The life of a UC Davis animal science student
The cows that neighbor the Tercero Student Housing area are not just for Instagram and Snapchat pictures. Those cows, along with the goats, pigs, sheep and other animals that call UC Davis home, are integral to the campus’ global rank of second place in animal science and first in veterinary science for two consecutive years.
Since UC Davis is the only UC school that offers animal science as a major, many students plan for careers in animal-related fields by taking part in the school’s top-of-the-line program.
“A big part of animal science is getting hands-on experience with real animals,” said first-year animal science major Alexandra Chapman. “Davis is the only place where you can have these experiences.”
According to animal science professor James Murray, the animal science undergraduate major is designed to expose students to a wide range of sciences, including genetics, reproduction, nutrition, biochemistry and behavioral science.
“To take care of and raise animals, […] you have to know a variety of fields,” Murray said. “That’s really important because it’s where our food comes from. Healthy animals that are not stressed are more productive.”
For many students interested in pursuing animal-related careers, the animal science major is relevant on a more personal level as well.
“Taking Animal Science 1 […] really solidified my decision of becoming a vegan because [the class involved] learning about the process of production,” said first-year animal science major Iris Chan. “There is no humane way to kill an animal.”
The animal science classes at UC Davis cover the process of food production with regard to animals. Chan plans to take her passion for animals to another level by attending veterinary school after graduation.
“[I need] to learn [about animal science] and understand it before I can […] potentially change it,” Chan said.
The animal science program at UC Davis provides students with direct access to handling animals, which is not always available at other vet schools across the nation.
“I think it’s a really fascinating degree,” said second-year animal biology graduate student Noe Gomez. “It allows students to get a lot of really good hands-on experience and it exposes them to a very large array of cool post-graduation career opportunities.”
Gomez is currently a teaching assistant for ANS 2, an introductory class that covers a range of sciences applicable to the study of animals. Last quarter, Gomez was a teaching assistant for a reproductive physiology animal science course that gave students an opportunity to perform in-class spay and neuter surgeries.
“Doing […] hands-on techniques like that are very important,” Gomez said. “[They] really set students apart from [students at] other universities.”
The program allows students other hands-on experiences such as observing dissections of reproductive tracts and maternal behavior in animals.

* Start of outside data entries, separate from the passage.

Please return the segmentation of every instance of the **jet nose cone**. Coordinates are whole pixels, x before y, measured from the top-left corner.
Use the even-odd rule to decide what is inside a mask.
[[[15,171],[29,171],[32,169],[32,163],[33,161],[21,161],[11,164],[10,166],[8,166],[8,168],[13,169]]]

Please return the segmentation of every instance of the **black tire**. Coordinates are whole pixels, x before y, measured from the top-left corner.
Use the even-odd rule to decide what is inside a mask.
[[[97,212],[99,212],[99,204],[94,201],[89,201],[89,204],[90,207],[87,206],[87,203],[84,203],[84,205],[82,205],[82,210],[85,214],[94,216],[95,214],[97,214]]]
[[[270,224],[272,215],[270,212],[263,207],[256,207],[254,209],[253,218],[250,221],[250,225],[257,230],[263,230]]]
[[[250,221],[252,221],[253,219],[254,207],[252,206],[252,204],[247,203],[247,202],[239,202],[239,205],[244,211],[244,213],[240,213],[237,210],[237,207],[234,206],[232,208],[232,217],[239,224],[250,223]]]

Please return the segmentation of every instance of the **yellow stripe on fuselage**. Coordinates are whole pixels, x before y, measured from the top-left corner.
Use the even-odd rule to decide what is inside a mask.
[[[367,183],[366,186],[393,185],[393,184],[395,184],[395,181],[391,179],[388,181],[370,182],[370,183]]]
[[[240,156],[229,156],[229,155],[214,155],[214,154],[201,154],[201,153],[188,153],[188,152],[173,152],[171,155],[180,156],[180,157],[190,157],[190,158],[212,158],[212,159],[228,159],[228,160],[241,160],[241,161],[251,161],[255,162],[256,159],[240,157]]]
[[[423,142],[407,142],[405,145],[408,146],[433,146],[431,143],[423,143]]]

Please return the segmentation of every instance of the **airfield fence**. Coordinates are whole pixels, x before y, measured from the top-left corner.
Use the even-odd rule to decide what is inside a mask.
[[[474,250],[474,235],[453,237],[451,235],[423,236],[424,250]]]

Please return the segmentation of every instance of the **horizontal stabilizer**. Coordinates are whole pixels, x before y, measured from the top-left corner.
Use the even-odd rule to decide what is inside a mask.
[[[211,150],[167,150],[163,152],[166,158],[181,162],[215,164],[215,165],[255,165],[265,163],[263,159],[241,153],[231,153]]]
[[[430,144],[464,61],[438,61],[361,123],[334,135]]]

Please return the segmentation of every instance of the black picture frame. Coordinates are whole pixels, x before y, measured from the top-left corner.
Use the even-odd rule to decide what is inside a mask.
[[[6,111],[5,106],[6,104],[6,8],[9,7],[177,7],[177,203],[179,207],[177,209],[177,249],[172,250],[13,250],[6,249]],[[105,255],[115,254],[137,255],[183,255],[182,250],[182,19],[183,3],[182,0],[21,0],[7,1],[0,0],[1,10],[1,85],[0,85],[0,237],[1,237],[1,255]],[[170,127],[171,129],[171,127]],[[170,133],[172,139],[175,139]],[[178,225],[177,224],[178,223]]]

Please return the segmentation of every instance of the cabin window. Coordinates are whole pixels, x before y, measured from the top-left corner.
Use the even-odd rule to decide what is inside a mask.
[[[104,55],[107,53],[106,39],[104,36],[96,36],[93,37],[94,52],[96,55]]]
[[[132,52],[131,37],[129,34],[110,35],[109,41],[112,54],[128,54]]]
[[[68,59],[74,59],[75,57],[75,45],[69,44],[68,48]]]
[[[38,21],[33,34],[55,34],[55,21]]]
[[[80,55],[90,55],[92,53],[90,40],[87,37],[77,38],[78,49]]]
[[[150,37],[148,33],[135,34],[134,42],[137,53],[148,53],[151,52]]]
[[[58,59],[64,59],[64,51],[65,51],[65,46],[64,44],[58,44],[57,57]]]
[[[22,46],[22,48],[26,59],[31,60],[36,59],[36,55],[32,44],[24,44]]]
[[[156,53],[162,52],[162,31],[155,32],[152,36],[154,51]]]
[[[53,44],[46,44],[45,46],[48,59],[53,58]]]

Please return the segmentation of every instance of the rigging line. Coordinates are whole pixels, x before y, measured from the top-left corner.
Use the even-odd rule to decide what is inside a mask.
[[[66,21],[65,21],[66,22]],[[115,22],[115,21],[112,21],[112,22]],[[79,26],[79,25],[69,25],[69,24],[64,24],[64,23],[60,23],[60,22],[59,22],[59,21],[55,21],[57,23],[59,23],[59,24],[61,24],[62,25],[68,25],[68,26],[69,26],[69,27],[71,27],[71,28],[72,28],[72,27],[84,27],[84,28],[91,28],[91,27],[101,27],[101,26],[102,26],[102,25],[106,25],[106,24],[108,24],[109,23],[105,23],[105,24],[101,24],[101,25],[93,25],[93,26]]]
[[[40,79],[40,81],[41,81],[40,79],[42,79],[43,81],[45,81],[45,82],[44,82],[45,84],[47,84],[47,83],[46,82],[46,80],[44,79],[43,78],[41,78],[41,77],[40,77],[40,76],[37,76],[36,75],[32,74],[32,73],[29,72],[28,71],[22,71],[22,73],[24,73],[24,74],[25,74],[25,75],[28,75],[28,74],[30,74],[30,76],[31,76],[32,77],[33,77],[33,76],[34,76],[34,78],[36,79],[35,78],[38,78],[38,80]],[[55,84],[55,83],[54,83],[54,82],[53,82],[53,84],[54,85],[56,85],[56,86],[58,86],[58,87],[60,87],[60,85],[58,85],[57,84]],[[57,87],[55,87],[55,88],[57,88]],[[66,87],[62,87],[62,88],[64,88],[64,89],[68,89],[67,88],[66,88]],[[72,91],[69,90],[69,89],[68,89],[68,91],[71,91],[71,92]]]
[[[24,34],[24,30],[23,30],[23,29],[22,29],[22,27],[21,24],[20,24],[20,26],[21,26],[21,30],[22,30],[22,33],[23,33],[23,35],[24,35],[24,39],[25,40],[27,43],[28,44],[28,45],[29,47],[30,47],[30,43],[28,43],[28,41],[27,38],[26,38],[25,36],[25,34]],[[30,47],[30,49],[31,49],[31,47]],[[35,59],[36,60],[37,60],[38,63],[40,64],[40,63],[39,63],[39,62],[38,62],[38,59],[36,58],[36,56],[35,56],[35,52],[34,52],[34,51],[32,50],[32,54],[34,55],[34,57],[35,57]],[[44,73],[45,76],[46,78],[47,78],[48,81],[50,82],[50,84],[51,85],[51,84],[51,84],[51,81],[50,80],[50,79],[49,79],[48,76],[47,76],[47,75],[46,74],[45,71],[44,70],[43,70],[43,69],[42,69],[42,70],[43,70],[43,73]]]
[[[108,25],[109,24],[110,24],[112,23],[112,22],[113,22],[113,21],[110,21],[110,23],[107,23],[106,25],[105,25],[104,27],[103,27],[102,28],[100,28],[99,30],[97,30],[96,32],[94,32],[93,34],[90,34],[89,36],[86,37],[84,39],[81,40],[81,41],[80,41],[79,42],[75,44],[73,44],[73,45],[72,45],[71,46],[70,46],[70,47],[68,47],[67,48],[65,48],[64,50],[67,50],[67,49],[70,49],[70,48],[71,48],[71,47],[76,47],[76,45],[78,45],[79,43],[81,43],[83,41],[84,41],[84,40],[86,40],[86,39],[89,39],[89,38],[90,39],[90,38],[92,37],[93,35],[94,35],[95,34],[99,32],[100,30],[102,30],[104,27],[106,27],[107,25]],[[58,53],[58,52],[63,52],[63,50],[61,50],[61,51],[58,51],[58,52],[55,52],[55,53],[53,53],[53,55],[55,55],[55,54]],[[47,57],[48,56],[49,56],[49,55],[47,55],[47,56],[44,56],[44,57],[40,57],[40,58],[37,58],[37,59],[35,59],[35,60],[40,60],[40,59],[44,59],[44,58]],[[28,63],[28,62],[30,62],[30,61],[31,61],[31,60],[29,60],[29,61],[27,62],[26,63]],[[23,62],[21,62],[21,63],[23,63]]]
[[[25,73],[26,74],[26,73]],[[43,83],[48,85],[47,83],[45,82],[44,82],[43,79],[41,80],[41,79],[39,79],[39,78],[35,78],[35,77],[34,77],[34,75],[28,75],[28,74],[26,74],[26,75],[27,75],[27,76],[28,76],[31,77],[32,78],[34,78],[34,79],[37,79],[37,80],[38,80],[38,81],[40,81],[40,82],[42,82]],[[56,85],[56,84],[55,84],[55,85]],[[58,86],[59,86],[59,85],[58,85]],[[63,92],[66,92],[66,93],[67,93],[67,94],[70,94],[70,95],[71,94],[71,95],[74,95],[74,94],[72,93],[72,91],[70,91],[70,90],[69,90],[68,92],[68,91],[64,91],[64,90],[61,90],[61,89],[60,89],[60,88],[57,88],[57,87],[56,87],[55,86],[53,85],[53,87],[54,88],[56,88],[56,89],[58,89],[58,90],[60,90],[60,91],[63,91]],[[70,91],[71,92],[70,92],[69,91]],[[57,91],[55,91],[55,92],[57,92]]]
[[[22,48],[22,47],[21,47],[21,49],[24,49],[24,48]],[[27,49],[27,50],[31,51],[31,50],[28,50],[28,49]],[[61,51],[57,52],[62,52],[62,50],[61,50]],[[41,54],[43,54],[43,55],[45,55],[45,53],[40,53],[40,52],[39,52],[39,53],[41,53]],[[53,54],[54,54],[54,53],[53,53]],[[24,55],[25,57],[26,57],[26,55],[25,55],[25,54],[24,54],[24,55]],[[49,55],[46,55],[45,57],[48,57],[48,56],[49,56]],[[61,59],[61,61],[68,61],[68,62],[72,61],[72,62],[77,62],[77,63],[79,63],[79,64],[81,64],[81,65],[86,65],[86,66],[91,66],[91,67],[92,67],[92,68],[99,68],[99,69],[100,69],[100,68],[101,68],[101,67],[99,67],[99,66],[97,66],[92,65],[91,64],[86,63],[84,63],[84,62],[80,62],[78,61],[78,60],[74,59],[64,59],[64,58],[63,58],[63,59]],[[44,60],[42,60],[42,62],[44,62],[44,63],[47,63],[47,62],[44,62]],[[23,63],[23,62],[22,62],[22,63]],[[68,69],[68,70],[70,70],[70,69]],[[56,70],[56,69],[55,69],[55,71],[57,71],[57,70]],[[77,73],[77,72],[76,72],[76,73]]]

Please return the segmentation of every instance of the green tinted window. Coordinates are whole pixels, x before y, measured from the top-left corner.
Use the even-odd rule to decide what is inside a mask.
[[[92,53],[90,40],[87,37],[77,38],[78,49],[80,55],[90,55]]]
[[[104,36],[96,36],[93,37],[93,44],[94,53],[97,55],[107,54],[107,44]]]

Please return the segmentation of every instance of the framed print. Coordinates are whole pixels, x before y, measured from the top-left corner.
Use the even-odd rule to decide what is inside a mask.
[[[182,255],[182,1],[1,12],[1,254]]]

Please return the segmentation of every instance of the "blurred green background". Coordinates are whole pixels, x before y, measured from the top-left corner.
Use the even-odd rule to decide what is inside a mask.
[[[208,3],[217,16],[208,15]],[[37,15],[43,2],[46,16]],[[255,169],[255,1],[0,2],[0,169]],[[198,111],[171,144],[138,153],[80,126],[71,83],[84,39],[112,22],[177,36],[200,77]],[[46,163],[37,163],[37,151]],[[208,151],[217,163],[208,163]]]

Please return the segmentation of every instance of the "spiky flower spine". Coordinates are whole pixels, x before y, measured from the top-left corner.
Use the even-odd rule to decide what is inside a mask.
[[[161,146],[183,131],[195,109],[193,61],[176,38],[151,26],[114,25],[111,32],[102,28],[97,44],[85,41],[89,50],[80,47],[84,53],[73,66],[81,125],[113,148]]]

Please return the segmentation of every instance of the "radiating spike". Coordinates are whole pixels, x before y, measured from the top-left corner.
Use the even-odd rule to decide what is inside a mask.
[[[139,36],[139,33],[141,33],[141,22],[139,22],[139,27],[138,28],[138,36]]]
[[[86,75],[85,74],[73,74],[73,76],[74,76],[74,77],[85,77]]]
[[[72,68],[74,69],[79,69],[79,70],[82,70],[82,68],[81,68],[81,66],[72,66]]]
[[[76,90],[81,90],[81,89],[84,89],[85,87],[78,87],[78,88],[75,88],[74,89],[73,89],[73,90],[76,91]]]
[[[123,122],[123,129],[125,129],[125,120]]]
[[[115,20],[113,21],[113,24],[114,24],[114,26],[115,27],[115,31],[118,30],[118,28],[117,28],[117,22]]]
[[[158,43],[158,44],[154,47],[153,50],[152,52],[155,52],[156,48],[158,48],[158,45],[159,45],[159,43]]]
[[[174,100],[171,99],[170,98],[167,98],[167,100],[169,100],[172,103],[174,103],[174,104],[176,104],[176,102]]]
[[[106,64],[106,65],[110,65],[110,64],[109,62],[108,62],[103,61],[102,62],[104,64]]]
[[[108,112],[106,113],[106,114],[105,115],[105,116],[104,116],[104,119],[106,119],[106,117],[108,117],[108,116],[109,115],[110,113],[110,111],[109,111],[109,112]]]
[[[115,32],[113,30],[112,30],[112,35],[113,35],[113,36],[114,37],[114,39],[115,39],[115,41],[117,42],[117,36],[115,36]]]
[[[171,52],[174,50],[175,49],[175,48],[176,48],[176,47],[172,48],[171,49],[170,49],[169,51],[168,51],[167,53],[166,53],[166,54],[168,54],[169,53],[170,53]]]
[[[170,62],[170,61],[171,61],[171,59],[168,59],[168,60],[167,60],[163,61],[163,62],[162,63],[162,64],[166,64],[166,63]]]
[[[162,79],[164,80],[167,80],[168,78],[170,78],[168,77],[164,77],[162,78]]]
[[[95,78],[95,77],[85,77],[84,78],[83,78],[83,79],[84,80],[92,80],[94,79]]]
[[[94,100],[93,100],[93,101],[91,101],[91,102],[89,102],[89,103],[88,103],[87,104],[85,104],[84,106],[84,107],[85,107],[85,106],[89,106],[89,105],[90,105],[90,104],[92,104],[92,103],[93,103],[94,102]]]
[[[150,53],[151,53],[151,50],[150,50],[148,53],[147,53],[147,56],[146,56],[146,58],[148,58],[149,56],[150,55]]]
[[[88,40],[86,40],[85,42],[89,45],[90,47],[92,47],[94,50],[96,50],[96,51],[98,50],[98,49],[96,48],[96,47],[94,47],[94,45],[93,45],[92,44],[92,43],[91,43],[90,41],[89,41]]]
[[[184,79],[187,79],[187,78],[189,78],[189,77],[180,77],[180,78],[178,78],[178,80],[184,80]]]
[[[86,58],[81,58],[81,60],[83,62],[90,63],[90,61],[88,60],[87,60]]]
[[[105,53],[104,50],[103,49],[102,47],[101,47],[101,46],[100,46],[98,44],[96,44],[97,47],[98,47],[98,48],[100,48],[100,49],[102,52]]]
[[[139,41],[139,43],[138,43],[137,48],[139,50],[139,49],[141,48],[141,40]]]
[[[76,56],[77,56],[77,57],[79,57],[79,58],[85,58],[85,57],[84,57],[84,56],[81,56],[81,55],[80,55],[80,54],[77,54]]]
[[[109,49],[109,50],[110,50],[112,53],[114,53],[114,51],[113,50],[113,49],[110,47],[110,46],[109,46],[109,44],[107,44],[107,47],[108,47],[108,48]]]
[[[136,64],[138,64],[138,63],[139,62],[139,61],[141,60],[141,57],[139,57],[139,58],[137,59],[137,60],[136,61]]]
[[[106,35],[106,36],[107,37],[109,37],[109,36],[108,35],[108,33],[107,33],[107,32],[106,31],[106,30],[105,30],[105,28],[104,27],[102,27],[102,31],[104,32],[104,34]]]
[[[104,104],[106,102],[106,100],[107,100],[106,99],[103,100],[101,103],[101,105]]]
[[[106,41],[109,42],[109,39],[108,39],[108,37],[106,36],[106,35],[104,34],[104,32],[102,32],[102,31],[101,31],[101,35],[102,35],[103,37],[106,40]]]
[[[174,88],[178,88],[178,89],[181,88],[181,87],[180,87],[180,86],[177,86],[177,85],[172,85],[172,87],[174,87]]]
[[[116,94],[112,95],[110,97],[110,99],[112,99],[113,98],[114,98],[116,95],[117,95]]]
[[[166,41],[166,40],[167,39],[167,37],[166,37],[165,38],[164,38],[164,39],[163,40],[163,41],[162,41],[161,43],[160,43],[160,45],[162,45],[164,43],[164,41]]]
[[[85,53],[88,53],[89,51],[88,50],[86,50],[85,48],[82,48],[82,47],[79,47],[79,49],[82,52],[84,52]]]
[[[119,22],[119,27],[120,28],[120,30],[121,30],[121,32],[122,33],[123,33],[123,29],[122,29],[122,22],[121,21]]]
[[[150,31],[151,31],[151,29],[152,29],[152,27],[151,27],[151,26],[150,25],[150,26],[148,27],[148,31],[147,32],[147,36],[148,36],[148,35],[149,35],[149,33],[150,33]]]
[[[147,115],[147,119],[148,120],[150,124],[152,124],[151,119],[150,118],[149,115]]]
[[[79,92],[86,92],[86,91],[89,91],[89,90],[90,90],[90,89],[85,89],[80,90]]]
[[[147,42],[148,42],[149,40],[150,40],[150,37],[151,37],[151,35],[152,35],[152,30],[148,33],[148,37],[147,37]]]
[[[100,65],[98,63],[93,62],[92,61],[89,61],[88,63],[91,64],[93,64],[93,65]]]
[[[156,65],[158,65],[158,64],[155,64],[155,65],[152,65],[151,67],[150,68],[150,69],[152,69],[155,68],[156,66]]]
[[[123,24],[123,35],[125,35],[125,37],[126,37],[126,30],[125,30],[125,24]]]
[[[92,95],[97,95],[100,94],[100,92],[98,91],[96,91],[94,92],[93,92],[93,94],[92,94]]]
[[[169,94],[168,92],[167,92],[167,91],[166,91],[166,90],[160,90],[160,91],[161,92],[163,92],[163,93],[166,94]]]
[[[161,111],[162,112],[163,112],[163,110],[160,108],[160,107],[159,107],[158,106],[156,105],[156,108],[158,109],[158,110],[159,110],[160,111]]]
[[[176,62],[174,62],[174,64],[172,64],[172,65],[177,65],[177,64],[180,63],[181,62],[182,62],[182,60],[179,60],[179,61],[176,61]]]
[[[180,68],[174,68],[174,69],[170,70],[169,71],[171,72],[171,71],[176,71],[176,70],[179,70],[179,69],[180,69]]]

Recently, students witnessed live births of animals bred specifically for ANS 2.
“It’s one thing to read about everything in a book, […] and it’s another thing to watch a cow give birth,” Chapman said. “[The class allows us] to see what it really looks like in real life as we learn about it in the classroom at the same time.”
As a major, animal science prepares students for futures in animal-related fields, including graduate school.
“Ideally, I would like to attend vet school in the future and either become an equine vet or [work with] companion animals,” Chapman said. “It’s exciting to see that being a real possibility now [that I’m at Davis].”
Since UC Davis is globally renowned for its animal science and veterinary medicine programs, the university offers a variety of resources for students interested in these topics.
“Being here, I have […] the ability to be right next to a farm,” Chan said. “Having all these resources and having the vet school right there opens a lot of doors [for] getting experience, even [in terms of] knowing what kind of jobs there are within this field. There are a lot of things you can do with [an animal science] major.”